BEING DIFFERENT OFTEN MEANS HAVING TO WORK HARDER. “It’s easy to point out that people often want to invest in you because, in some way, they see some part of themselves within you—they relate to some part of you.” As a white, cisgender male, Mark recognized that he fit the entrepreneurial stereotype, but he sometimes made a small effort to note his sexuality. “Sometimes being a bit different is what makes you interesting in the first place, even if it has nothing to do with your sexuality. If it does have to do with sexuality, then I think it’s important to work harder because it’s not always you that has to overcome, but the people that you are going to depend on too—investors, partners, consumers. And so you need to make it easy for them.”
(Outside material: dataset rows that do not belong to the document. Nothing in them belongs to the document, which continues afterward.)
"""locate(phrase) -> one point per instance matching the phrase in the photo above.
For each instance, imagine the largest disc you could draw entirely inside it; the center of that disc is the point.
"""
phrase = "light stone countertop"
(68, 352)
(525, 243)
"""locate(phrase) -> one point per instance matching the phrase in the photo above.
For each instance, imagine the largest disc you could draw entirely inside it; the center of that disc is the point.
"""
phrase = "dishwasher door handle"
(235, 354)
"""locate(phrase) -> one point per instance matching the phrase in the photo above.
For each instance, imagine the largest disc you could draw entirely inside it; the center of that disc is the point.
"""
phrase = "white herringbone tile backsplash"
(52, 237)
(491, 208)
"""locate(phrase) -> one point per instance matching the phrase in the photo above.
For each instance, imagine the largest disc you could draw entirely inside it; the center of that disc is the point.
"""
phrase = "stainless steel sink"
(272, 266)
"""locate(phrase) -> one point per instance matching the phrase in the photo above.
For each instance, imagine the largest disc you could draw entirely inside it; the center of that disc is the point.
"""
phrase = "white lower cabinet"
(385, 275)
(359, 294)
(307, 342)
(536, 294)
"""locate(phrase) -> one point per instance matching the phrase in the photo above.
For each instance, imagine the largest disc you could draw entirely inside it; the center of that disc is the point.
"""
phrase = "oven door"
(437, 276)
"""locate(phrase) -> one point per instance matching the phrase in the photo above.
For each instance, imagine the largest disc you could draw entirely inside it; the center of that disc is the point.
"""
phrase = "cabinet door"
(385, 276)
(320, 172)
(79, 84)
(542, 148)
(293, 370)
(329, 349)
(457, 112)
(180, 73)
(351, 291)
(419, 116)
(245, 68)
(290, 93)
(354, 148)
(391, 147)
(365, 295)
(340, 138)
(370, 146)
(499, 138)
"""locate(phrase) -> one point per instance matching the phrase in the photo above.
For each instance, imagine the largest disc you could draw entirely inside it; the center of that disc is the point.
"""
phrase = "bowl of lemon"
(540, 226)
Mark is an older Millennial, and is fascinated by the way “digital natives” are able to navigate the digital landscape differently. He has addressed his sexuality in the workplace, and he is excited by the future of inclusion. “It’s such a watershed moment in some ways, how much technology has advanced in the last decade—and with it, gays and lesbians. I do ask myself, if you are nonbinary, a person of color, trans, if there isn’t still a massive gap for those individuals.” Mark believes that “people need to be who they are first, and it’s important for those in power to see that and, in my experience, respond positively.”
While Mark implements exciting new healthcare technology to help others, it is not lost on him that as an entrepreneur, he’s also illuminating spaces himself. “If you want to change the world, you have to understand that you have to put yourself out there, so be vulnerable, and yes, you might get hurt now and again. These are the building blocks for success. You just have to keep at it, keep trying, and stay focused.”